When I ran the above method, I get the following accuracy

``` python
    >>> print(accuracy)
    0.925851703407
```
_________

Now we can use our model to classify unlablled tweets from our test-tweets dataset

In [14]:
def classify_unlabelled_data(tfidf, classifier, unlabeled_tweets):
    """ predicts class labels for raw tweet text
    Inputs:
        tfidf: sklearn.feature_extraction.text.TfidfVectorizer: the TfidfVectorizer object used on training data
        classifier: sklearn.svm.classes.SVC: classifier learnt
        unlabeled_tweets: pd.DataFrame: tweets read from tweets_test.csv
    Outputs:
        numpy.ndarray(int): dense binary vector of class labels for unlabeled tweets
    """
    
    processed_tweets = process(unlabeled_tweets)
    corpus = []
        
    for row in processed_tweets['text']:
        sentence = ' '.join(row)
        corpus.append(sentence)
    
    vect_corpus = tfidf.transform(corpus)
    result_matrix = csr_matrix(vect_corpus)
    y_pred = classifier.predict(result_matrix)
    
    return y_pred
    

# AUTOLAB_IGNORE_START
classifier = fit_classifier(X, y)
unlabelled_tweets = pd.read_csv("test-tweets.csv", na_filter=False, encoding='latin-1')
y_pred = classify_unlabelled_data(tfidf, classifier, unlabelled_tweets)
# AUTOLAB_IGNORE_STOP

## Conclusion

Now you have a model with which you can identify tweets that were posted without monetary influence or bias during the 2016 Ugandan Election. 
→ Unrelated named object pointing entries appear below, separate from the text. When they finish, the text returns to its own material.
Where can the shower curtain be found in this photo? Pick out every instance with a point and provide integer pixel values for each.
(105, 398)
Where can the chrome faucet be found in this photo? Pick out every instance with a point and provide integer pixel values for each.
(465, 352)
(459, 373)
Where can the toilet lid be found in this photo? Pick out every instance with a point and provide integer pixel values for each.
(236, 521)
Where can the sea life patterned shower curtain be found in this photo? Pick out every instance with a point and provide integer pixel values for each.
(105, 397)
In an age where trending content quickly morphs into reality and influences decisions that people make - it is becoming increasingly important to identify whether content posted on social media is genuine or driven by hidden incentives such as monetary gain. 

In this tutorial we have covered: 
1. Installation of libraries that are important 
2. Data Pre-Processing: Collection, Conversion and Cleaning - How we collected the data as well as processed it.
3. Text Processing: Cleaning up the text content so that it is ready to begin the process of feature extraction
4. Feature Extraction: Here we looked at the identification of words that will not add value to our similarity calculations.
5. Classification: Here we looked at using the SVM classifier with the linear kernal function to fit our data. We then evaluated our classifier against our validation data. After which we ran our model on our unlabelled data.